王揚拱手道:“柳兄之言,於我心有慼慼焉,高見甚是!”

王揚上次說“高見甚是”是針對謝星涵的立論,現在又把這四字用到柳憕身上,轉變得甚為絲滑,完全沒有違和之感。

謝星涵細眉一挑。

顏幼成撫掌道:“文深兄之談,理勝名通,足堪定論!此次清談,拔頭籌者,非文深兄莫屬。”
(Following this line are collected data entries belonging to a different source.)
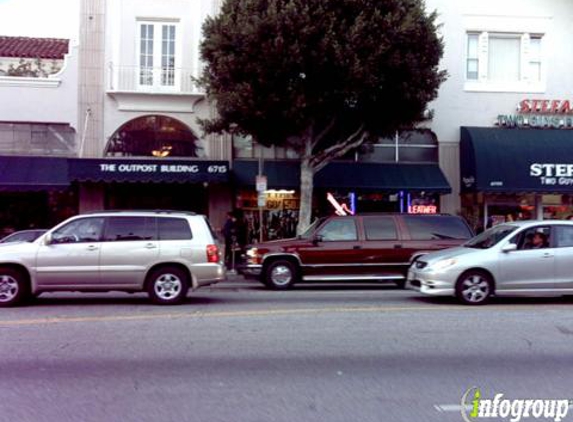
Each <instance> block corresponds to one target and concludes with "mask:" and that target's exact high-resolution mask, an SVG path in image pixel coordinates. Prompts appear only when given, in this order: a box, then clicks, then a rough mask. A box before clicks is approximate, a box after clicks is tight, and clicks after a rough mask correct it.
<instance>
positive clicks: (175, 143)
mask: <svg viewBox="0 0 573 422" xmlns="http://www.w3.org/2000/svg"><path fill="white" fill-rule="evenodd" d="M200 152H201V151H200V146H199V144H198V139H197V137H196V136H195V135H194V134H193V132H191V130H190V129H189V128H188V127H187V126H186V125H185V124H183V123H182V122H180V121H179V120H176V119H172V118H170V117H167V116H144V117H139V118H136V119H134V120H130V121H129V122H127V123H126V124H124V125H123V126H122V127H120V128H119V129H118V130H117V131H116V132H115V133H114V134H113V135H112V136H111V138H110V140H109V142H108V144H107V147H106V150H105V156H106V157H156V158H166V157H167V158H168V157H197V156H199V155H200Z"/></svg>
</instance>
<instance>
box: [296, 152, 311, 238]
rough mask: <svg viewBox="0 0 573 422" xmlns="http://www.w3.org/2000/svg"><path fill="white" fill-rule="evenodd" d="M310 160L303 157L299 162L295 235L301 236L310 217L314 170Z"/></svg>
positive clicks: (309, 222) (307, 223) (308, 222)
mask: <svg viewBox="0 0 573 422" xmlns="http://www.w3.org/2000/svg"><path fill="white" fill-rule="evenodd" d="M310 158H311V157H310V156H305V157H303V159H302V160H301V162H300V211H299V215H298V226H297V228H296V234H302V233H303V232H304V231H305V230H306V229H307V228H308V226H309V225H310V218H311V216H312V191H313V187H314V169H313V168H312V166H311V165H310Z"/></svg>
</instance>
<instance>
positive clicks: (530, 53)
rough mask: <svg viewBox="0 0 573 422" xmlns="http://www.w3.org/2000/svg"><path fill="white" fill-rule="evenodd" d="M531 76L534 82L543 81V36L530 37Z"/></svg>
mask: <svg viewBox="0 0 573 422" xmlns="http://www.w3.org/2000/svg"><path fill="white" fill-rule="evenodd" d="M529 77H530V79H531V80H532V81H534V82H539V81H541V37H540V36H532V37H531V38H530V39H529Z"/></svg>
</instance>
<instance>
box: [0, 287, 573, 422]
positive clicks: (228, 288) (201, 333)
mask: <svg viewBox="0 0 573 422" xmlns="http://www.w3.org/2000/svg"><path fill="white" fill-rule="evenodd" d="M474 386H477V387H480V389H481V392H482V396H483V397H488V398H492V397H493V395H494V394H495V393H503V394H504V395H505V397H507V398H555V399H557V398H573V298H564V299H539V300H531V299H528V300H525V299H512V300H504V301H495V302H494V303H493V304H492V305H489V306H486V307H480V308H468V307H464V306H461V305H458V304H457V303H456V302H455V301H453V300H450V299H439V300H438V299H425V298H420V297H419V296H418V294H417V293H414V292H409V291H401V290H397V289H395V288H393V287H387V286H377V285H360V286H345V285H337V286H300V287H297V288H296V289H295V290H292V291H288V292H273V291H267V290H264V289H262V287H259V285H258V284H256V283H246V282H240V281H233V282H227V283H223V284H220V285H218V286H215V287H213V288H206V289H203V290H201V291H198V292H195V293H192V294H191V295H190V297H189V300H188V301H187V302H186V303H185V304H183V305H181V306H176V307H158V306H154V305H151V304H149V302H148V301H147V299H146V297H145V296H143V295H127V294H119V293H118V294H100V295H92V294H90V295H85V294H48V295H42V296H41V297H40V298H38V299H37V300H36V302H35V303H34V305H33V306H28V307H23V308H14V309H0V421H1V422H4V421H10V422H42V421H58V422H67V421H74V422H76V421H77V422H80V421H81V422H91V421H94V422H95V421H98V422H100V421H102V422H104V421H105V422H107V421H122V422H128V421H134V422H135V421H137V422H146V421H193V422H196V421H209V422H217V421H221V422H250V421H260V422H271V421H281V422H282V421H285V422H286V421H288V422H294V421H296V422H299V421H340V422H354V421H381V422H391V421H403V422H410V421H436V422H448V421H462V420H463V419H462V416H461V398H462V395H463V393H464V392H465V391H466V390H467V389H468V388H470V387H474ZM569 413H570V415H568V416H567V418H565V419H564V420H572V421H573V409H570V412H569ZM484 420H485V419H484ZM487 420H488V421H492V420H509V419H492V418H490V419H487ZM523 420H526V419H523ZM531 420H533V419H531ZM544 420H548V419H544Z"/></svg>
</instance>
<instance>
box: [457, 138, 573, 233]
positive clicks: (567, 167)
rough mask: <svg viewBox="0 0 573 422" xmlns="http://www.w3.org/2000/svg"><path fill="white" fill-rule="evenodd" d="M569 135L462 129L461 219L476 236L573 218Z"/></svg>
mask: <svg viewBox="0 0 573 422" xmlns="http://www.w3.org/2000/svg"><path fill="white" fill-rule="evenodd" d="M572 141H573V132H571V131H569V130H558V129H497V128H465V127H462V128H461V144H460V154H461V160H460V165H461V182H462V214H463V215H464V216H465V217H466V219H467V220H468V221H469V222H470V224H473V225H474V229H476V230H477V231H479V230H481V229H483V228H484V227H485V228H487V227H490V226H492V225H495V224H499V223H501V222H506V221H516V220H528V219H566V218H569V216H571V215H573V199H572V198H573V162H570V158H569V157H573V143H572Z"/></svg>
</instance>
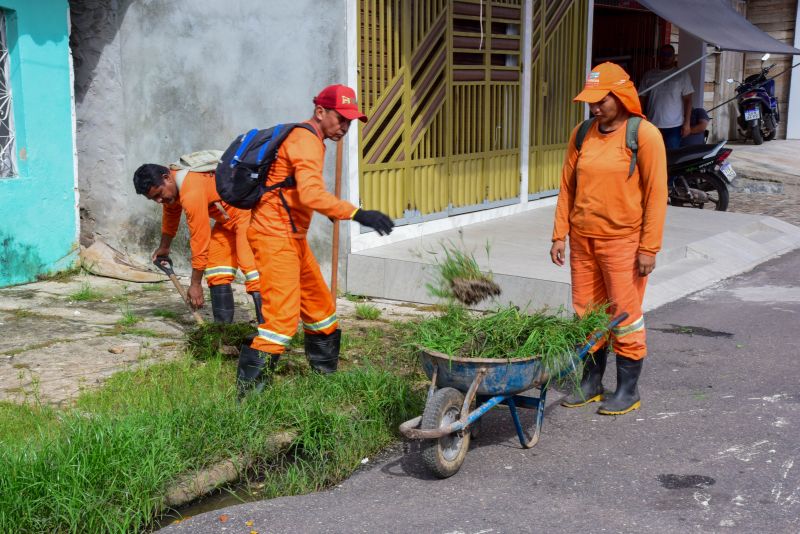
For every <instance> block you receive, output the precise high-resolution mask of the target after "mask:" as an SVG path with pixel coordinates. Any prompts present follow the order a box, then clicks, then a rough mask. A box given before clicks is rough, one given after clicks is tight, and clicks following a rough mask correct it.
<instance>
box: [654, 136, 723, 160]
mask: <svg viewBox="0 0 800 534" xmlns="http://www.w3.org/2000/svg"><path fill="white" fill-rule="evenodd" d="M724 144H725V141H723V142H721V143H717V144H715V145H706V144H702V145H689V146H685V147H681V148H673V149H671V150H667V162H668V163H669V165H670V166H673V165H681V164H683V163H688V162H690V161H694V160H698V159H701V158H702V159H705V158H706V157H707V158H709V159H710V158H713V157H714V156H715V155H716V153H717V152H719V149H720V148H722V145H724Z"/></svg>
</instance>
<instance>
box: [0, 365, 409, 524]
mask: <svg viewBox="0 0 800 534" xmlns="http://www.w3.org/2000/svg"><path fill="white" fill-rule="evenodd" d="M235 367H236V364H235V362H231V361H230V360H226V359H224V358H222V357H220V356H216V357H213V358H210V359H209V360H206V361H203V362H198V361H196V360H193V359H191V358H188V357H187V358H184V359H182V360H180V361H177V362H171V363H165V364H159V365H156V366H152V367H150V368H147V369H144V370H139V371H131V372H123V373H119V374H117V375H114V376H113V377H112V378H111V379H110V380H109V381H108V382H107V383H106V385H105V386H104V387H103V388H102V389H100V390H99V391H96V392H92V393H87V394H84V395H83V396H82V397H81V398H80V399H79V400H78V402H77V405H76V406H75V407H74V408H71V409H63V410H62V409H56V408H47V407H40V406H15V405H3V404H0V532H107V531H114V532H140V531H144V530H147V529H148V528H151V527H152V526H153V524H154V521H155V520H156V519H157V518H158V517H159V516H161V515H162V514H164V513H165V512H167V510H166V507H165V505H164V493H165V490H166V488H167V487H169V486H170V485H171V484H173V483H174V481H175V480H177V479H179V478H180V477H181V476H182V475H184V474H186V473H187V472H192V471H194V470H197V469H201V468H203V467H205V466H208V465H211V464H213V463H215V462H218V461H220V460H224V459H227V458H231V457H235V456H237V455H241V454H245V455H248V456H250V457H254V458H262V459H263V463H264V464H265V465H266V467H267V472H266V480H265V483H266V488H265V489H264V492H265V494H266V495H267V496H277V495H292V494H298V493H306V492H310V491H316V490H319V489H322V488H325V487H328V486H330V485H332V484H335V483H337V482H339V481H340V480H341V479H342V478H344V477H346V476H348V475H349V474H350V473H352V472H353V471H354V470H355V469H356V468H357V467H358V466H359V465H360V461H361V459H362V458H364V457H366V456H371V455H373V454H375V453H376V452H377V451H378V450H380V449H381V448H382V447H383V446H384V445H386V444H387V443H389V442H390V441H392V440H393V439H394V437H395V429H396V428H397V425H398V424H399V422H401V421H403V420H404V419H407V418H408V417H409V416H410V414H412V413H418V412H419V410H420V409H421V408H420V405H421V396H420V395H419V394H417V393H413V392H412V391H411V390H410V388H409V386H408V382H407V381H405V380H404V379H403V378H401V377H397V376H395V375H393V374H391V373H389V372H386V371H382V370H380V369H377V368H374V367H371V366H365V367H361V368H353V369H351V370H348V371H345V372H339V373H335V374H333V375H328V376H320V375H316V374H312V373H310V372H308V370H307V367H300V368H299V371H296V372H288V371H287V370H286V368H279V373H278V376H277V378H276V380H275V383H274V384H273V386H272V387H271V389H270V390H268V391H267V392H266V393H265V394H263V395H260V396H258V395H256V396H251V397H249V398H248V399H246V401H245V402H243V403H242V404H237V402H236V392H235V388H234V376H235ZM281 369H282V370H281ZM20 421H22V422H24V425H21V424H20ZM283 430H290V431H293V432H295V433H296V435H297V437H296V438H295V440H294V441H293V443H292V445H291V448H290V452H289V453H287V454H285V455H284V456H281V457H279V458H274V457H271V458H270V457H265V456H264V455H265V454H268V452H267V451H268V449H269V446H268V443H267V437H268V436H270V435H271V434H272V433H274V432H277V431H283Z"/></svg>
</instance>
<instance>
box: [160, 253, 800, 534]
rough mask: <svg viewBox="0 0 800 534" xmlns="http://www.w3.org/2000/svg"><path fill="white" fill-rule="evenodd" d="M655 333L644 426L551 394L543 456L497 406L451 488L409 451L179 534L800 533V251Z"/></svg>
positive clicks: (722, 293)
mask: <svg viewBox="0 0 800 534" xmlns="http://www.w3.org/2000/svg"><path fill="white" fill-rule="evenodd" d="M646 320H647V327H648V337H649V346H650V352H651V353H650V356H648V359H647V360H646V363H645V368H644V372H643V376H642V379H641V381H640V392H641V395H642V399H643V406H642V409H641V410H639V411H637V412H633V413H632V414H628V415H625V416H620V417H605V416H600V415H597V414H596V413H595V410H596V406H597V405H596V404H594V405H591V406H587V407H584V408H577V409H566V408H562V407H560V406H559V405H558V404H557V402H558V400H559V399H560V397H561V396H562V395H561V394H560V393H558V392H556V391H551V392H550V395H549V396H548V407H547V410H546V415H545V421H544V427H543V432H542V438H541V441H540V442H539V444H538V445H537V446H536V447H534V448H533V449H530V450H522V449H521V448H520V447H519V442H518V441H517V438H516V435H515V433H514V429H513V426H512V424H511V421H510V418H509V417H508V413H507V411H506V410H505V409H504V408H498V409H495V410H493V411H491V412H490V413H489V414H488V415H487V416H486V417H485V418H484V424H483V429H482V434H481V436H480V437H479V438H478V439H477V440H475V441H473V444H472V448H471V450H470V452H469V454H468V455H467V458H466V461H465V463H464V465H463V467H462V468H461V470H460V472H459V473H458V474H456V475H455V476H453V477H451V478H449V479H447V480H435V479H432V478H431V477H430V476H428V475H427V474H426V472H425V470H424V468H423V466H422V464H421V461H420V458H419V455H418V454H417V452H416V451H417V450H418V449H417V447H416V444H415V443H409V442H407V443H403V444H401V445H398V447H397V448H396V449H395V450H391V451H388V452H387V453H386V454H385V455H384V457H383V458H381V459H378V460H376V461H371V462H370V464H368V465H371V467H368V468H367V469H364V470H362V471H360V472H359V473H357V474H356V475H354V476H353V477H352V478H350V479H349V480H347V481H345V482H344V483H342V484H341V485H340V486H338V487H336V488H334V489H332V490H330V491H326V492H322V493H316V494H312V495H305V496H300V497H289V498H281V499H274V500H270V501H262V502H254V503H248V504H242V505H238V506H233V507H230V508H227V509H224V510H218V511H215V512H209V513H206V514H202V515H199V516H196V517H193V518H190V519H188V520H185V521H183V522H181V523H179V524H176V525H172V526H170V527H168V528H166V529H165V530H164V532H201V533H202V532H245V533H249V532H251V531H252V530H255V531H257V532H259V533H261V534H264V533H266V532H269V533H280V532H298V533H317V532H337V533H338V532H342V533H356V532H369V533H376V532H393V533H394V532H431V533H470V534H471V533H474V534H477V533H490V532H491V533H516V532H544V531H551V532H570V533H576V532H581V533H590V532H637V533H639V532H747V531H762V532H770V533H783V532H787V533H789V532H794V533H797V532H800V454H799V453H800V439H798V436H800V432H798V428H800V354H798V351H799V350H800V349H798V344H797V341H796V340H797V337H798V335H800V252H794V253H791V254H789V255H786V256H783V257H781V258H778V259H775V260H772V261H770V262H768V263H765V264H763V265H761V266H759V267H758V268H757V269H756V270H754V271H752V272H750V273H747V274H745V275H742V276H739V277H736V278H733V279H730V280H727V281H725V282H723V283H721V284H718V285H717V286H715V287H713V288H710V289H707V290H704V291H702V292H700V293H696V294H694V295H691V296H689V297H687V298H684V299H682V300H680V301H677V302H675V303H672V304H668V305H666V306H663V307H661V308H659V309H657V310H655V311H653V312H651V313H649V314H648V315H647V317H646ZM610 367H611V368H610V370H607V371H606V380H605V384H606V387H607V388H609V389H610V388H612V387H613V376H614V367H613V365H611V366H610ZM222 514H226V515H227V516H228V517H227V518H225V519H227V520H226V521H224V522H223V521H220V515H222ZM248 522H252V523H250V524H249V525H248Z"/></svg>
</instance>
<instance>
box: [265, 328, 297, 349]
mask: <svg viewBox="0 0 800 534" xmlns="http://www.w3.org/2000/svg"><path fill="white" fill-rule="evenodd" d="M258 337H260V338H261V339H266V340H267V341H269V342H270V343H276V344H278V345H283V346H284V347H286V346H288V345H289V343H290V342H291V341H292V338H291V336H284V335H283V334H279V333H277V332H273V331H272V330H267V329H266V328H259V329H258Z"/></svg>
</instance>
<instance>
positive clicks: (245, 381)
mask: <svg viewBox="0 0 800 534" xmlns="http://www.w3.org/2000/svg"><path fill="white" fill-rule="evenodd" d="M280 357H281V356H280V354H270V353H269V352H261V351H260V350H256V349H254V348H251V347H248V346H247V345H242V348H241V351H240V352H239V367H238V368H237V369H236V389H237V390H238V393H239V399H240V400H241V399H242V398H243V397H244V396H245V395H246V394H247V393H248V392H249V391H256V392H258V393H260V392H262V391H264V388H266V387H267V386H269V385H270V384H271V383H272V373H273V371H275V367H276V366H277V365H278V360H279V359H280Z"/></svg>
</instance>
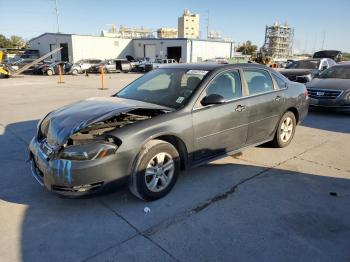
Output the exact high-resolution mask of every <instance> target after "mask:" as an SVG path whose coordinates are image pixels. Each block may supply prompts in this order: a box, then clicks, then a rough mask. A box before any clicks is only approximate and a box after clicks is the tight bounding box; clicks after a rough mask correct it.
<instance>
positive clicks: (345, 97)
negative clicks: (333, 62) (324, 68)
mask: <svg viewBox="0 0 350 262" xmlns="http://www.w3.org/2000/svg"><path fill="white" fill-rule="evenodd" d="M306 88H307V90H308V92H309V96H310V106H312V107H323V108H330V109H331V108H333V109H346V110H350V64H339V65H336V66H333V67H331V68H328V69H327V70H325V71H323V72H322V73H321V74H320V75H319V76H318V77H316V78H314V79H313V80H312V81H311V82H309V83H307V84H306Z"/></svg>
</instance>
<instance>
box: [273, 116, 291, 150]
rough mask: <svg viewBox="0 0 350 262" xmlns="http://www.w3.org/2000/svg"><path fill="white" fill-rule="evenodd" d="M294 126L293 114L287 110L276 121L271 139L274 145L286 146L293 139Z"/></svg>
mask: <svg viewBox="0 0 350 262" xmlns="http://www.w3.org/2000/svg"><path fill="white" fill-rule="evenodd" d="M295 128H296V119H295V115H294V113H293V112H291V111H287V112H286V113H285V114H284V115H283V116H282V118H281V120H280V121H279V123H278V127H277V130H276V134H275V137H274V139H273V140H272V145H273V146H274V147H278V148H282V147H286V146H288V145H289V144H290V142H291V141H292V140H293V137H294V133H295Z"/></svg>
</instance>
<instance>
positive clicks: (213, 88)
mask: <svg viewBox="0 0 350 262" xmlns="http://www.w3.org/2000/svg"><path fill="white" fill-rule="evenodd" d="M212 94H217V95H221V96H222V97H224V99H225V100H232V99H235V98H239V97H241V96H242V85H241V78H240V75H239V73H238V71H230V72H225V73H222V74H220V75H219V76H217V77H215V78H214V80H213V81H212V82H211V83H210V84H209V86H208V88H207V90H206V95H207V96H208V95H212Z"/></svg>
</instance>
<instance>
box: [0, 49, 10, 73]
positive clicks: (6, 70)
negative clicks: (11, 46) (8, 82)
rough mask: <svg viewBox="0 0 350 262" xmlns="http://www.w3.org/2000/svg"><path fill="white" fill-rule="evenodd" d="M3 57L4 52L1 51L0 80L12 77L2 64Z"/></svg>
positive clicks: (0, 53) (0, 63)
mask: <svg viewBox="0 0 350 262" xmlns="http://www.w3.org/2000/svg"><path fill="white" fill-rule="evenodd" d="M2 57H3V52H2V51H1V50H0V78H8V77H10V72H9V71H8V69H7V68H6V67H5V66H4V65H2V64H1V63H2Z"/></svg>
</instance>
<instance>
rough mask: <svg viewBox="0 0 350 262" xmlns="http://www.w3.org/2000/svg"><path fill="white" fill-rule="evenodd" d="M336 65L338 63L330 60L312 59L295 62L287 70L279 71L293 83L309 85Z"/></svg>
mask: <svg viewBox="0 0 350 262" xmlns="http://www.w3.org/2000/svg"><path fill="white" fill-rule="evenodd" d="M335 64H336V62H335V61H334V60H332V59H330V58H312V59H305V60H298V61H293V62H291V63H289V64H288V65H287V66H286V68H285V69H279V70H278V71H279V72H280V73H281V74H283V75H284V76H286V77H287V78H288V79H289V80H291V81H295V82H300V83H307V82H309V81H311V79H312V78H314V76H315V75H317V74H319V73H320V72H322V71H323V70H326V69H327V68H329V67H331V66H333V65H335Z"/></svg>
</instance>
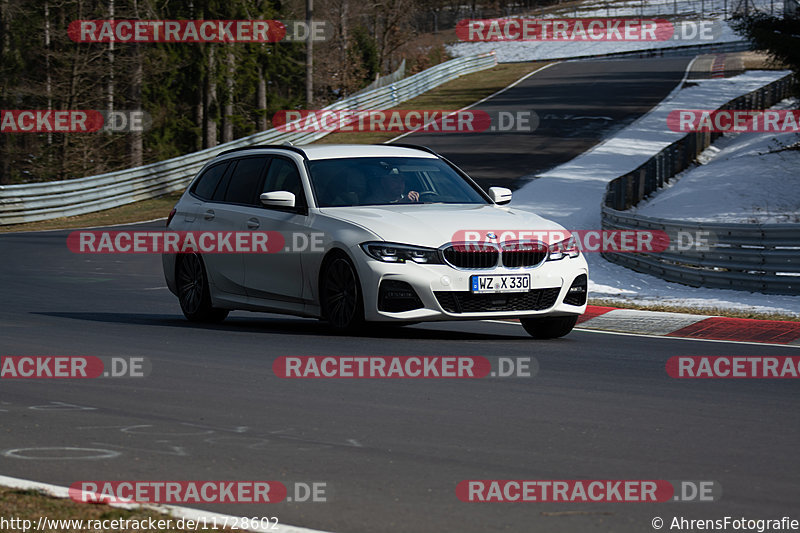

柳憕失笑道:“若是如此,四娘子定是不服的。四娘子,可願把麈尾一借?”

交出麈尾,便相當於立論被破。

柳憕名雖為借,其實是奪。

謝星涵雖然不願,卻沒有辦法,只好把麈尾放在托盤上,由侍者送到柳憕面前。

柳憕拿起麈尾,輕搖三下,朗聲說道:

“道家者流,成於老莊。兩人都說‘道’,說‘無為’,說‘正反’,說‘絕聖棄知’。

莊子承於老子,老子說‘道可道,非常道’,莊子便說‘大道不稱’;老子說‘大辨若訥’,莊子便說‘大辨不言’;老子說‘我無為,而民自化。’莊子便說‘汝徒處無為,而物自化’。

故太史公說莊子‘要本歸於老子之言’,信矣!

當年王夷甫問阮修,老、莊與儒教同異,阮修答曰:‘將無同’。此言甚善。

老莊與儒家都無異,老莊自己又如何能有分別呢?

《莊子·天下篇》言:‘道術將為天下裂’,非道術本身之為裂,而是為天下談者裂矣!

謝娘子此論雖奇,卻裂大道,混異同,新則新矣,然難免空疏之弊!”

柳憕言罷以麈尾一敲桌案,聲音清亮:“莊、老相異論,破矣!”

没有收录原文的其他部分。